ADR-0007: Inline secret TTL is auto-computed from dispatch timeout

Context

When an integrator passes an inline secret to env.register(), the SDK stages it in AWS Secrets Manager and stores only the resulting ARN as part of the env bundle’s content (§7.1). The staged secret needs a TTL so that, if the worker fails catastrophically before agora-client can clean up, the secret is auto-deleted rather than left dangling indefinitely.

Prior guidance asked integrators to size ttlSeconds themselves (“size to 2x expected duration”). In practice this is a footgun:

Integrators who under-size cause secrets to expire mid-dispatch, which surfaces as a confusing worker-side GetSecretValue failure rather than a clear TTL error.
Integrators who over-size leave secrets in Secrets Manager well after the dispatch is done, increasing the exposure window with no benefit.
The “right” value is mechanically derivable from information the SDK already has (the dispatch timeout). Making humans compute it manually is wasted work and a source of inconsistency.

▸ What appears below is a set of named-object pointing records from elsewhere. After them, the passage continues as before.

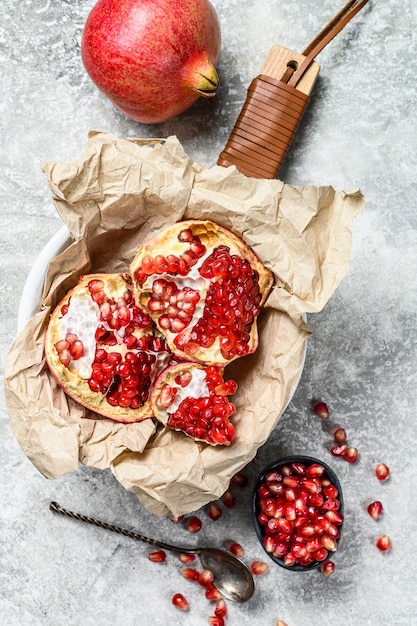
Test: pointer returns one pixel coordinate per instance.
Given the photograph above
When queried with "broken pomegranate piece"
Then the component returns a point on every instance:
(104, 350)
(193, 398)
(204, 288)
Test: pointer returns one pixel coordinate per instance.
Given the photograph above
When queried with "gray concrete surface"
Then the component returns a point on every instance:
(359, 131)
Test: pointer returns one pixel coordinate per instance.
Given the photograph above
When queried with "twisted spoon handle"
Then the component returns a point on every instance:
(54, 506)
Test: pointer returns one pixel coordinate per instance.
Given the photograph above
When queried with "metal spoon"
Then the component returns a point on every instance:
(231, 576)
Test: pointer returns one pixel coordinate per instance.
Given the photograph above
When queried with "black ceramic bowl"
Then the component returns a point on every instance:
(294, 490)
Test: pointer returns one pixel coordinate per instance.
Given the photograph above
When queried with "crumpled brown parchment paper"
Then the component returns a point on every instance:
(115, 196)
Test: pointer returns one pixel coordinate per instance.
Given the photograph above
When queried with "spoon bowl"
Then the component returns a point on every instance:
(232, 577)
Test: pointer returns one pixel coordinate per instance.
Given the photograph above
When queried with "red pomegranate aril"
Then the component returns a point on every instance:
(327, 568)
(339, 450)
(351, 454)
(375, 509)
(382, 471)
(214, 511)
(158, 556)
(258, 568)
(290, 559)
(339, 435)
(180, 602)
(221, 608)
(329, 543)
(383, 543)
(212, 593)
(193, 524)
(334, 517)
(315, 470)
(205, 578)
(236, 549)
(321, 410)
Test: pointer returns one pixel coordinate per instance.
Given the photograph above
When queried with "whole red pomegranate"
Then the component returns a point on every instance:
(152, 58)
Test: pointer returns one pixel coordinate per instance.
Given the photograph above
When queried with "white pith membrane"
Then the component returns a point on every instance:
(167, 243)
(82, 318)
(196, 388)
(189, 382)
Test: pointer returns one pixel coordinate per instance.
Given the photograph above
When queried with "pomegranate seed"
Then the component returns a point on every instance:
(215, 620)
(339, 450)
(321, 410)
(214, 511)
(258, 568)
(221, 608)
(375, 509)
(186, 558)
(382, 471)
(351, 454)
(179, 601)
(212, 593)
(339, 435)
(193, 524)
(327, 568)
(205, 578)
(383, 543)
(190, 573)
(315, 470)
(236, 549)
(229, 499)
(158, 556)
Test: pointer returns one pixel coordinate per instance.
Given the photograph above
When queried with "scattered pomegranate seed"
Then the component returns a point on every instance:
(158, 556)
(212, 593)
(221, 608)
(375, 509)
(382, 471)
(229, 499)
(327, 568)
(186, 558)
(321, 410)
(205, 578)
(214, 511)
(339, 435)
(383, 543)
(180, 602)
(193, 524)
(190, 573)
(339, 450)
(351, 454)
(215, 620)
(258, 568)
(236, 549)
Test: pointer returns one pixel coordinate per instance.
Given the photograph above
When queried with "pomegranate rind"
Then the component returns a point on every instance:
(170, 379)
(211, 235)
(77, 313)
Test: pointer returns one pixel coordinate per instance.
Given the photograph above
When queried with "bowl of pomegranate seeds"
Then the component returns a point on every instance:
(297, 508)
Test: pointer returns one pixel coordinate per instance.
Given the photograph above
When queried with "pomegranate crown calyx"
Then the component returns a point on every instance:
(202, 78)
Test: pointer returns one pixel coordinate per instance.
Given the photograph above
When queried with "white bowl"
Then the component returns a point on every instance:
(33, 287)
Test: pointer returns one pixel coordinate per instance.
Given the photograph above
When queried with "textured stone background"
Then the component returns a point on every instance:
(359, 131)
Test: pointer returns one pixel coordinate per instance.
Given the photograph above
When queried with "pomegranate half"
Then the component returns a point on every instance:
(152, 58)
(204, 288)
(104, 350)
(193, 398)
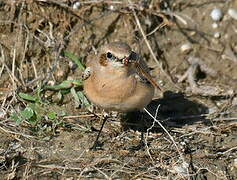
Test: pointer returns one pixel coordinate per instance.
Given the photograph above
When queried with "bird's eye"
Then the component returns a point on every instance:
(109, 55)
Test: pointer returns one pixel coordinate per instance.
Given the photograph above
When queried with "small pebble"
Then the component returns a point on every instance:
(76, 5)
(186, 47)
(215, 25)
(216, 14)
(233, 13)
(111, 7)
(217, 35)
(235, 163)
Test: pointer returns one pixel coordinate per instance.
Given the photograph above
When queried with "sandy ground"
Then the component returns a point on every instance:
(192, 57)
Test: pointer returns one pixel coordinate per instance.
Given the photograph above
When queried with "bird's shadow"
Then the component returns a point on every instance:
(173, 110)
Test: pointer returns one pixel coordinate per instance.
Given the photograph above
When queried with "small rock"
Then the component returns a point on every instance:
(235, 163)
(232, 13)
(216, 14)
(76, 5)
(217, 35)
(215, 25)
(185, 48)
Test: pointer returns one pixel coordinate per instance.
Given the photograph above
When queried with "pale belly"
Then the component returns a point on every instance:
(122, 98)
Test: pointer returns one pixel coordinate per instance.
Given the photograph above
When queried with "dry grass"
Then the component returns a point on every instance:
(46, 128)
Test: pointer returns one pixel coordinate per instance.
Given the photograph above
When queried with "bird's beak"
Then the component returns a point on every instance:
(132, 58)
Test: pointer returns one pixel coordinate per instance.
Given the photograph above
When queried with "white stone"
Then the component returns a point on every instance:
(216, 14)
(232, 13)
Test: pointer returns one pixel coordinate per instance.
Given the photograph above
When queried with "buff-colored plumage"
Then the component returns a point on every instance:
(115, 85)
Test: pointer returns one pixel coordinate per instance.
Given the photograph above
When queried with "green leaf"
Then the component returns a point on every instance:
(83, 99)
(52, 115)
(27, 113)
(75, 59)
(16, 117)
(65, 85)
(27, 97)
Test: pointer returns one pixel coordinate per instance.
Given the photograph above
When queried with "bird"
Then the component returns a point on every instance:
(117, 79)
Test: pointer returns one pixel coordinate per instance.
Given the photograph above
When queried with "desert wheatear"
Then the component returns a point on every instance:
(117, 79)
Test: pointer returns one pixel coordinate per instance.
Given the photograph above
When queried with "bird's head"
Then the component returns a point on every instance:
(117, 55)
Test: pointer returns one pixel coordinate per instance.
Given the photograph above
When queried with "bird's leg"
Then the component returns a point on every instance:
(96, 142)
(141, 144)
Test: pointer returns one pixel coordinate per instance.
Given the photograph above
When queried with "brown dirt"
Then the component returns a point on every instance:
(200, 116)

The narrow case where an integrator legitimately wants to override is compliance-driven shorter lifetimes — e.g., “rotation policy requires every staged credential expire within N minutes regardless of dispatch duration.” That use case is still supported.

Decision

From §10.1:

Inline secret TTL is auto-computed from dispatch timeout + 5-minute cleanup grace. Default dispatch.timeoutSeconds (when unspecified) is 7200 seconds (2 hours). Integrators don’t size TTLs themselves; the ttlSeconds field is an override for compliance-driven shorter lifetimes only. This supersedes the prior “size to 2x expected duration” guidance.

The formula is:

ttlSeconds = (dispatch.timeoutSeconds ?? 7200) + 300

That is: take the dispatch’s configured timeout (defaulting to 7200 seconds / 2 hours if unspecified), add 300 seconds (5 minutes) of cleanup grace, and use the sum as the Secrets Manager TTL on the staged inline secret.

The cleanup grace covers the worker’s SIGTERM trap and lifecycle-event emission window, plus the agora-client side’s awaitExit + explicit secret deletion path (§7.6). If both of those succeed, the secret is deleted explicitly and the TTL is irrelevant. If catastrophic failure occurs (worker host crash, network partition between agora-client and Secrets Manager, etc.), the TTL ensures Secrets Manager auto-deletes without operator intervention.

Explicit ttlSeconds overrides apply only when integrators need a shorter compliance-driven lifetime — e.g., a regulated buyer whose secret-rotation policy mandates 15-minute maximum staging windows. The SDK does not enforce “override must be shorter than auto-computed”; integrators who pass a longer value get what they asked for, but the documented use case is shorter.

Consequences

Integrators stop hand-sizing TTLs. The common case is zero configuration; the override is documented for the narrow compliance case.
The TTL is always consistent with the dispatch’s actual timeout. A dispatch with timeoutSeconds: 600 (10 min) gets a 15-minute TTL on its inline secrets; a dispatch with the default 2-hour timeout gets a 2-hour-5-minute TTL. The relationship is mechanical and predictable.
Catastrophic-failure recovery is bounded. The worst-case window in which a staged secret outlives its dispatch is the cleanup grace (5 minutes) plus Secrets Manager’s own deletion lag (typically seconds). No indefinite secret leaks from worker crashes.
The default 7200-second dispatch timeout becomes load-bearing for TTL sizing. Changing that default in a future release is a coupled change with the inline-secret behavior — flag for review at v0.2 if either number is reconsidered.
Compliance-driven override path remains as the documented escape hatch. Integrators with rotation-policy requirements (e.g., 15-minute maximum staging) pass an explicit ttlSeconds shorter than the auto-computed value. The auto-compute does not silently win over an explicit shorter override.